Müfit Demirkol

İTİBAR

featured
Paylaş

Bu Yazıyı Paylaş

veya linki kopyala

İtibar, insanların birisi veya bir şey hakkındaki genel görüşü veya tahminidir. Bir kişinin veya varlığın belirli bir sosyal grup veya toplulukta ne kadar saygı, hayranlık, güvenilirlik veya güven kazandığını ölçer.

İtibar, genellikle bir bireyin veya şirketin karakteri, eylemleri ve başarıları hakkında bir topluluk içindeki kolektif görüş veya tahmin olarak ifade edilen karmaşık bir kavramdır. Bireylerin, işletmelerin ve organizasyonların başkaları tarafından nasıl görüldüğünü ve muamele gördüğünü etkileyen bir sosyal güven ve itibar ölçüsü olarak hizmet eder. Daha küçük topluluklarda itibar kişiden kişiye iletilir.
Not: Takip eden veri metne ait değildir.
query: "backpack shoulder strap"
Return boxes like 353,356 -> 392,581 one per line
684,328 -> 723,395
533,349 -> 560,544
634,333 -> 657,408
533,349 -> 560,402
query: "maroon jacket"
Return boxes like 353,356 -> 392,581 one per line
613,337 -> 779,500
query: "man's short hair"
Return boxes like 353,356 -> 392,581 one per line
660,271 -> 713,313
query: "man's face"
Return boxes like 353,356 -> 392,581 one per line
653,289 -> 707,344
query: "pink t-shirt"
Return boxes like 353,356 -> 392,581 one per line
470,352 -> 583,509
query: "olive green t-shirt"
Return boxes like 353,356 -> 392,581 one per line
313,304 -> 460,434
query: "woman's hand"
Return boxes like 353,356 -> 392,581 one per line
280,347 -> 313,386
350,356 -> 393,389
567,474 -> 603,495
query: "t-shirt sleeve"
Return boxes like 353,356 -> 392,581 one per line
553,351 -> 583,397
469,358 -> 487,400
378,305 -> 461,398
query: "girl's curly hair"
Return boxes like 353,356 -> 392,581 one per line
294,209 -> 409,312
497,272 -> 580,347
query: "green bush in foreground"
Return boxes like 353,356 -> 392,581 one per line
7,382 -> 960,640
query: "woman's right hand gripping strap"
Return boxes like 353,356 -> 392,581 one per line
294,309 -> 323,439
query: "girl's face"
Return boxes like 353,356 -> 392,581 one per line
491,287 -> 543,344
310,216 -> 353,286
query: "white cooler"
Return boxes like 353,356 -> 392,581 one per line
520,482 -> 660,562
Dijital dünyamız gibi daha büyük topluluklarda itibar genellikle çevrimiçi bir mercekten incelenir.

Tarihimizde “itibar” Osmanlı İmparatorluğu ile başlar. Osmanlı imparatorluğu ile son bulur derken, şimdiki iktidarımız olan AKP siyasi partisinin başkanı olan cumhurbaşkanımız Recep Tayyip Erdoğan ile 22 yıldır devam etmektedir.

Türkiye’nin itibarı, özellikle Arap ülkeleri tarafından kabul edilerek, Türkiye içinde söz sahibi olabilmek çabaları ile gelişmektedir. Yurdumuzun çeşitli yerlerinde yabancılara verilen vaatler ve satılan araziler ile itibarını kazanan iktidarımızın, yurt içinde ki vatandaşlarımız tarafından şiddetle kınanmaktadır.

Her bireyin toplumda mutlaka bir karşılığı vardır, itibarlı insanlar toplumda karşılık bulmuş kişilerdir. Edebiyattan, sanata, ekonomiden siyasete, eğitimden kültüre spordan bilime kadar her alanda yer etmiş nice itibarlı insanımız bulunmaktadır.

İtibar mı, para mı” diye sorulsa, elbet cümlemiz ‘itibar’ deriz. Çünkü itibar, yine herkesin sahiplenmesi gereken insan olmanın vasfıdır. İtibar çarşıda pazarda alınıp satılan bir şey değildir. İtibar oluşturmak ya da itibar kazanmak; kişinin tutarlı davranması ve bir karakter bütünlüğüne sahip olma sonucunda gerçekleşir.

İnsan hayatında güven duyulan, itibar edilen ve sözü dinlenen bir birey olmalıdır. Bu bireyin çalışma hayatında aranan vazgeçilmez şartlardan biri de güven duyulan, işinde sözünde emin olunan kişileri kurumun yönetimine getirmek ve böyle karaktere sahip insanlarla çalışmak, arzulanan ve özlenen bir durumdur.

Bizim kültür ve medeniyetimizde: “İnsan itibarı için yaşar.’’ İtibarlı olmak, itimat edilen insan olmak, para ve dünyevi bütün imkânların üzerinde bir güçtür. Bu güç kaybedilince asla tekrar kazanılmaz ve onun yerini hiçbir maddi varlık alamaz.

İstanbul boğazının yanında ikinci bir boğaz yapılması ve bu yapılması düşünülen boğazın çevrelerinin yabancı yatırımcılara verilmesi, iktidarımızın itibarını nasıl ve ne şekilde korunduğunun göstergesidir.

Yurdumuzun, tatil beldelerinden olan Muğla ilimizin deniz kıyılarında, tarihsel kalıntıları ve bu kalıntıların turizmimize ve tarihimize katkısı düşünülmeden yaptırılması istenen liman ve gemi yükleme tesislerinin inşasından bir an önce vaz geçilerek gerçek itibarımızın korunması şarttır.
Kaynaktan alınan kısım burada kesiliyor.